Chet, I used the links to get to the videos of your layout, and was very impressed. I've got much less space available, and less time to work on it (I'm 70 and just starting, so I can't think of a 20 year project.) But I must add that although I'm "just starting" I'm actually "just starting AGAIN." My present house does not have the full basement available that I had available(30 years) before. Now I get 1/3 of a basement recreation room. Still, like you, I'm interested in switching/operations, and have created layout enough to keep me busy. - Ted


----------



## Chet (Aug 15, 2014)

I did start the layout over 30 years ago, but I really only worked on it in the winter. Another one of my hobbies is restoring classic cars and devoted a lot more time to it. I have no hobby shops at all in my area which was another problem. Until internet retailers came on board, I would only have a chance to visit hobby shops when we took a road trip. There was a period of probably around 8 to 10 that I reraly got into the train room.


----------



## isoc (Jan 23, 2017)

Chet, I am fortunate that I have one excellent and one good hobby shop within a 10 minute drive, so I only rarely need the internet for model railroading. My other hobby is amateur astronomy, and for that I can’t do anything local as far as shopping. And living in central Ohio when it is mostly cloudy for weeks at a time, I wanted an alternate hobby for the cloudy season, which is why I started up my model railroad again. That, and I also got permission from my wife to use 1/3 of the rec room (saving the utility room for her exclusive use) for my layout. I’ve made more progress the last two months than I ever thought possible, but it’s been cloudy, or clear but too cold. Only had the telescope out once since last November. It's raining tonight. - Ted


----------



## ExONRcarman (Feb 7, 2017)

Hi. i was just reading thro your post, if your still looking for scrap for your yard, on ebay i saw a couple of posts for the perfect thing. it was a whole lot of steamer wheels and gears. i was looking under ho lot and i believe the title had steampunk in it. dont forget to select toys and hobbies.
here you go http://www.ebay.ca/itm/Vintage-Lot-...ins-Gears-Wheels-Slag-Steampunk-/201556659598


----------



## cchancey (Aug 27, 2015)

There are sources for HO scale "scrap metal". Try Model Tech Studio; Walther's catalog - in a recent flyer there was a really neat HO scale model of a car crusher machine plus stacks of crushed cars; Motrak Models Loads; Diecast Direct; 3000 Toys; and just do a Google for HO scale scrap metal to make a junkyard. Also, there are manufacturers of HO scale "scrap loads" for specific types of gondola and hopper cars. These loads can usually be cut into different shapes. Try Toy Train Heaven, Blue Ridge Hobbies and other large internet and mortar and brick stores. Also, try Ebay under HO trains and do a search for different types of scrap metal loads. You can also have whatever you want at a reasonable price. Contact Harry Hieke and explain what it is that you want and Harry will have many ideas and be able to also make whatever you decide you want. Harry's phone number is: 856-625-5506 (Mount Ephraim, NJ).
Good luck on your venture! You're going to find a ton of ideas and items that you can use to make your scrap yard look like the real thing.


----------



## isoc (Jan 23, 2017)

cchancey, thanks for the hint to look for "HO scrap metal." Got some good ideas and there was a thread in another forum showing a scrapyard in Holyoak, MA that gave some current prototype pictures. I've now got some ideas of what I need to do to make my layout more complete. I don't have enough space to do a large scrap yard, but I've included a photo of what I've got.

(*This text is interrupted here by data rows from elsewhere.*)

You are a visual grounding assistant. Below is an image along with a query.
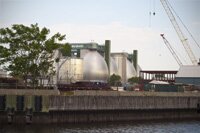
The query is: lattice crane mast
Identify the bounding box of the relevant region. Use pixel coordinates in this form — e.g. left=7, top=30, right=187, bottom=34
left=160, top=0, right=197, bottom=65
left=160, top=34, right=183, bottom=66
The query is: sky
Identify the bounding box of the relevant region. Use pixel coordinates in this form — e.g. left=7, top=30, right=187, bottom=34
left=0, top=0, right=200, bottom=70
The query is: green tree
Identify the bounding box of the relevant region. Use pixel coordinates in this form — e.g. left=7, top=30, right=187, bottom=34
left=128, top=77, right=140, bottom=84
left=0, top=24, right=71, bottom=87
left=109, top=74, right=121, bottom=86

I really don't like my crane with the huge magnet, but it will do until I can find or kitbash something more modest. Also pictured is a "log loader" but I can imagine it's used for non magnetic loading and unloading. I just had to have something so the guys at "Craney Metals" don't have to load and unload the gondolas by hand. Eventually I'd like to find or create something more like what Chet has. - Ted


----------



## beepjuice (Sep 17, 2014)

ISOC
I got the same crane for my scrapyard and although it says 1:87 scale (HO), I find that the cab is too big so I'm going to sell it. It's more suitable for "O" gauge or at least "S" gauge, I think.


----------



## LateStarter (Mar 12, 2016)

I make much of my scrap steel out of bread wrapper clips, snipped into random sizes, and sprayed brown.
The painted pieces can be touched-up with powders or 'edge-sprayed' with lighter rust colors.
Sprinkle on CA cement, and drop handfuls on each other until you have a pile, or mold a shape on a basswood base or FlexSeal for gondola loads.
The shapes simulate sheet or plate steel that's been run through a shear, which many salvage yards had on the premises. A D7 bulldozer, or a front loader would be appropriate near the pile, or a magnetic crane op.


----------